How Google’s new model addresses some classic AI image fails
Completely full wine glasses, analogue clocks not showing 10:10 and rooms truly devoid of elephants
There’s a Reddit thread, with 2,600 comments and 15,000 upvotes, about AI image generators not being able to render a completely full glass of wine.
There are lots of threads about AI generated images of analogue clocks/watches always showing the time to be 10:10.
And there are countless threads and LinkedIn posts about ChatGPT not being able to render an ‘empty room with absolutely no elephants inside’.
The first two are explained by the preponderance of images in the models’ training data. Most photos of ‘full’ glasses of wine aren’t full to the brim and 10:10 is the most common time shown in clock and watch product shots for aesthetic reasons.
The third issue occurs because AI image generators don’t understand negatives in prompts without specific syntax - they see the word elephant in the prompt and dutifully include it in the generated image. ChatGPT’s insistence that there are no elephants in the room is because it has handed the image generation off to a separate model (the awkwardly-named DALL-E).
However, help is at hand. This week Google made a new experimental version of its Gemini 2.0 Flash model available via its AI Studio. Previously only available to testers, the new model combines multimodal input, enhanced reasoning (see previous post on reasoning models) and natural language understanding to create images.
A blog post on Google’s Developers Blog provides some examples of what this means in practice:
“tell a story and it will illustrate it with pictures, keeping the characters and settings consistent throughout. Give it feedback and the model will retell the story or change the style of its drawings.”
“edit images through many turns of a natural language dialogue, great for iterating towards a perfect image, or to explore different ideas together.”
“Unlike many other image generation models, Gemini 2.0 Flash leverages world knowledge and enhanced reasoning to create the right image.”

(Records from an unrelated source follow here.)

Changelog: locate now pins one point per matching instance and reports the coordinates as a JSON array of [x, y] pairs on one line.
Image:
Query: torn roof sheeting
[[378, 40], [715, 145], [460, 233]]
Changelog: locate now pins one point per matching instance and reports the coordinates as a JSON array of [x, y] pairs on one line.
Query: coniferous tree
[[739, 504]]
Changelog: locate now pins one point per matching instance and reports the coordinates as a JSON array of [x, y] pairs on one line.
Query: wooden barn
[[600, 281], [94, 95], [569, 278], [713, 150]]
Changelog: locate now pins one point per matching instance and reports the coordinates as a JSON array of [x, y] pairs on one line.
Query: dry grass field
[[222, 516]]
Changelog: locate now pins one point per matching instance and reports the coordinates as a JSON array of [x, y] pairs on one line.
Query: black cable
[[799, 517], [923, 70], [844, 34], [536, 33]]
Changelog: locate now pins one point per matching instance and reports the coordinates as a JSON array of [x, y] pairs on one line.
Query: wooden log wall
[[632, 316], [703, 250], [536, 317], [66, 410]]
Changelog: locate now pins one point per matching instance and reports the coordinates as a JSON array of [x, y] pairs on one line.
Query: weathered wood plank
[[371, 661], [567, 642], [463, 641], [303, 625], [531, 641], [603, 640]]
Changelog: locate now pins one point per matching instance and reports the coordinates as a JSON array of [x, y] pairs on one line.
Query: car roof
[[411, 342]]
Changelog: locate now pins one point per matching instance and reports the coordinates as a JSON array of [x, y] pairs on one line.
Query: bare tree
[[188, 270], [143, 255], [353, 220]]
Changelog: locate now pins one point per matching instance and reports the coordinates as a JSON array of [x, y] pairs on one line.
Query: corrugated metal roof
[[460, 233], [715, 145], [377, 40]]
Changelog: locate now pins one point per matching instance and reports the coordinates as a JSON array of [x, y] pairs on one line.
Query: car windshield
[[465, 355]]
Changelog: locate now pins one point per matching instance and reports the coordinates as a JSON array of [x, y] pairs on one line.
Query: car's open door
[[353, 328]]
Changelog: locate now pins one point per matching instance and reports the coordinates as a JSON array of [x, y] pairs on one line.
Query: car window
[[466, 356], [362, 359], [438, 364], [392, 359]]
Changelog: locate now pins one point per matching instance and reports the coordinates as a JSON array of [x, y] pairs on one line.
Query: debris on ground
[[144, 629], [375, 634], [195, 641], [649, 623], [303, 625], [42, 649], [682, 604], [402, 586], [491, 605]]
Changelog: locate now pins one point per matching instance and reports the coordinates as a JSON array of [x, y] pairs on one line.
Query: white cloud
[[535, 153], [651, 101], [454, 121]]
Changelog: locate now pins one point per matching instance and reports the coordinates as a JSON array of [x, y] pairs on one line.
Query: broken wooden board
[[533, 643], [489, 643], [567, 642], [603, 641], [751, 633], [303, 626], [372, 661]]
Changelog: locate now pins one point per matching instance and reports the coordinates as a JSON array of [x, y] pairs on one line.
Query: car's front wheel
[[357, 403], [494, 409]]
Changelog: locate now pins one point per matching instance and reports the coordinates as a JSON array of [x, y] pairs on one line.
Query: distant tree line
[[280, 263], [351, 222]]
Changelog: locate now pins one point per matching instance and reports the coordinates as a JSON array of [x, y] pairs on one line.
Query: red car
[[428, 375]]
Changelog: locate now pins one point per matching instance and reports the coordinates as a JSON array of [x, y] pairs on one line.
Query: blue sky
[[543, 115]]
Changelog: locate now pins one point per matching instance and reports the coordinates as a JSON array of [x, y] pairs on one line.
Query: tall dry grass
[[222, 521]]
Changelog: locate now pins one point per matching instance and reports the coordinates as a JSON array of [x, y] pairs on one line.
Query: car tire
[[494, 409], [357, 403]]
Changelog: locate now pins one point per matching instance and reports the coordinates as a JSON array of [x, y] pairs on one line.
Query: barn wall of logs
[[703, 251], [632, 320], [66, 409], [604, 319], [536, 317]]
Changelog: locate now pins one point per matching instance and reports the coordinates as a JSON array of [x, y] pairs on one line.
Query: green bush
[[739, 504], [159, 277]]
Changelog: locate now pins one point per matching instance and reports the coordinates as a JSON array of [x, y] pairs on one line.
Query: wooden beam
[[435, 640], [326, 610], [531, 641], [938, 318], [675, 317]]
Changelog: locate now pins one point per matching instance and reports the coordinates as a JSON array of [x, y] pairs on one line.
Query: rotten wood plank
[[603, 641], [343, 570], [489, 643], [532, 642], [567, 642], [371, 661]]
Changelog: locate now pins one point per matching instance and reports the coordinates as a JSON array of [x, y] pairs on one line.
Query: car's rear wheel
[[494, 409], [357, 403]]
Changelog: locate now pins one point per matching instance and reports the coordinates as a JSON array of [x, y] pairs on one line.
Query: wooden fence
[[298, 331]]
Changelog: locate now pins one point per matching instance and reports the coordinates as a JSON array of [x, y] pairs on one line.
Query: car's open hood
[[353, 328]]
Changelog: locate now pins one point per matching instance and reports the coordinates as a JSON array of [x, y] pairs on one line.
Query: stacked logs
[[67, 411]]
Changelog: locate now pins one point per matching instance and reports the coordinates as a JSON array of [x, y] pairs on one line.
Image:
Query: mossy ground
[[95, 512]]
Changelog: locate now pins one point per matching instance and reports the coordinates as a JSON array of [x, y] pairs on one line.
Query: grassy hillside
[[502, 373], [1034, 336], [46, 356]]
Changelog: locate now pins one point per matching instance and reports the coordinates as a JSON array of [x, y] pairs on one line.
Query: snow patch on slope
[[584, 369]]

The model’s enhanced reasoning coupled with the fact it’s natively generating the images, rather than handing off to another model, means it doesn’t fail so spectacularly or consistently as other models on the three challenges I outlined at the start of this post.
Whilst it took five iterations to get the wine glass completely full, it was able to inspect the images it had generated and refine based on my natural language instructions, rather than stubbornly insisting the glass was full, ChatGPT style.
It managed to render wall clocks not showing 10:10 (although it gave me four rather than the three I asked for) and an elephant-free room right off the bat.
It’s still a long way from perfect (trying to get it to render a specific time on an analogue clock face requires the patience of a saint) but it’s a meaningful step forward in models being able to examine the images they’ve generated and humans being able iterate images using natural language.